= Science and technology in Albania =

Expenditure for scientific research and Development in Albania does not exceed 0.18% of GDP, which marks the lowest level in Europe. Economic competitiveness and exports are low, with the economy still heavily skewed towards low technology.

== Overview ==
From 1993 human resources in sciences and technology have drastically decreased.

Various surveys show that during 1990-1999, approximately 40% of the professors and research scientists of the universities and science institutions in the country have emigrated.

Driving forces for the brain drain are found in the deteriorated economic living conditions, the lack of state of the art infrastructure and funds that constitute serious obstacles for research. Albania was ranked 67th in the Global Innovation Index in 2025.

== National strategy for scientific development ==
However, in 2009 the government approved the "National Strategy for Science, Technology and Innovation in Albania" covering the period 2009–2015. The document was coordinated by the Department of Strategy and Donor Coordination of the Prime Minister's Cabinet, in cooperation with the Ministry of Education and Science and with UNESCO assistance.

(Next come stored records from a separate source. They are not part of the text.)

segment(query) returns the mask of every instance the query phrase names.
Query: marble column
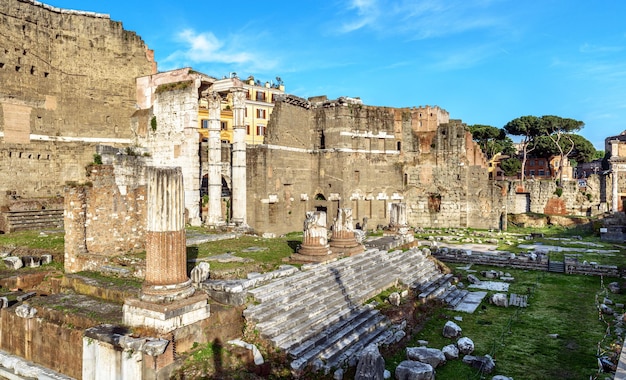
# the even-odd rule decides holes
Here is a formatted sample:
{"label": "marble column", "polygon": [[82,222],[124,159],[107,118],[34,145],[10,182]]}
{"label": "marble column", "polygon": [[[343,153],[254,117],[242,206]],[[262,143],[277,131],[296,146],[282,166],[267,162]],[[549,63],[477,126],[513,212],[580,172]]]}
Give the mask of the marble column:
{"label": "marble column", "polygon": [[618,201],[619,201],[619,195],[618,195],[618,168],[617,165],[612,163],[611,164],[611,182],[612,182],[612,188],[611,188],[611,212],[615,213],[617,211],[619,211],[619,206],[618,206]]}
{"label": "marble column", "polygon": [[194,288],[187,277],[185,197],[180,167],[148,167],[146,279],[140,299],[180,300]]}
{"label": "marble column", "polygon": [[245,226],[246,221],[246,90],[237,87],[233,95],[233,150],[232,150],[232,221]]}
{"label": "marble column", "polygon": [[211,227],[224,223],[222,218],[222,142],[220,139],[221,97],[205,93],[209,104],[208,151],[208,215],[205,224]]}
{"label": "marble column", "polygon": [[333,223],[330,238],[330,250],[333,254],[342,256],[353,256],[365,250],[365,247],[357,242],[351,208],[337,209],[337,218]]}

It fixes five strategic goals to 2015:

- to triple public spending on research and development (R&D) to 0.6% of GDP;
- to augment the share of gross domestic expenditure on R&D from foreign sources, including via the European Union's Framework Programmes for Research, to the point where it covers 40% of research spending;
- to create four or five Albanian centres of excellence in science which will be equipped with dedicated laboratory equipment and workspaces that could be used for pre-incubation, testing, certification and so on of new technology based firms;
- to double the number of researchers, both through 'brain gain' incentives like a returning researchers grant scheme and through the training of new researchers, including 500 PhDs: this will entail establishing up to three new doctoral programmes in Albanian universities;
- to stimulate innovation in 100 companies, either via investment in local R&D or via consortia with academic research institutes or foreign partners.

The Strategy is to be implemented in synergy with other sectoral strategies and taking into account Albania's Higher Education Strategy adopted in 2008 and the National Strategy for Development and Integration (2007–2013). The latter underlines the importance of modernising economic sectors such as the agro-food industry and tourism. It also underscores the strategic importance of energy, environmental and water resource management. Stakeholders have proposed prioritising fields of research such as agriculture and food, information and communication technologies (ICTs), public health, Albanology and humanities, natural resources, biotechnology, biodiversity, defence and security. Another feature of information technology development is e-learning. Now in Albania are also offered online courses .

The European Union (EU) has set clear objectives for research and innovation as part of its Lisbon Strategy for becoming the most competitive economy in the world. Like other Western Balkan countries aspiring to join the EU, Albania is trailing behind in the development process, having focused in recent years on laying the foundations for economic growth.

Deputy Prime Minister Genc Pollo acknowledges that "the high rates of socio-economic development required in the process of Albania's membership of the North Atlantic Treaty Organization (NATO) (now a member) and EU accession necessitate strengthening the role of science, technology and innovation in our society."

In August 2009, the government approved the establishment of the Albanian Agency of Research, Technology and Innovation, to improve policy implementation.

In 2006, the Albanian government undertook a deep reform of the scientific research system. The Academy of Sciences was re-organised along the model of many other European countries; it now operates through a selected community of scientists and no longer administrates research institutes, these having been integrated into the higher education system. Two new faculties have been set up: the Faculty of Information Technology at the Polytechnic University of Tirana and the Faculty of Biotechnology and Food at the Agricultural University of Tirana. The University of Tirana has also gained an Applied and Nuclear Physics Centre and Biotechnology Department. Twelve government agencies and centres for technology transfer have also been created.

== Personnel ==
Until recently, R&D and innovation statistics were not collected in Albania to OECD, Eurostat or UNESCO standards. A first survey of public and academic institutes was launched earlier this year and a business R&D and innovation survey is currently under way, both the support of UNESCO.

The restrictive visa regulations also hinder scientific exchange and temporary employment abroad.

There is a total of 578 scientific workers in Albania:

- 274 in Academy of Sciences
- 304 in R & D institutions of Ministries

The numbers of personnel in R & D in Albania are about 0.2 per 1000 population.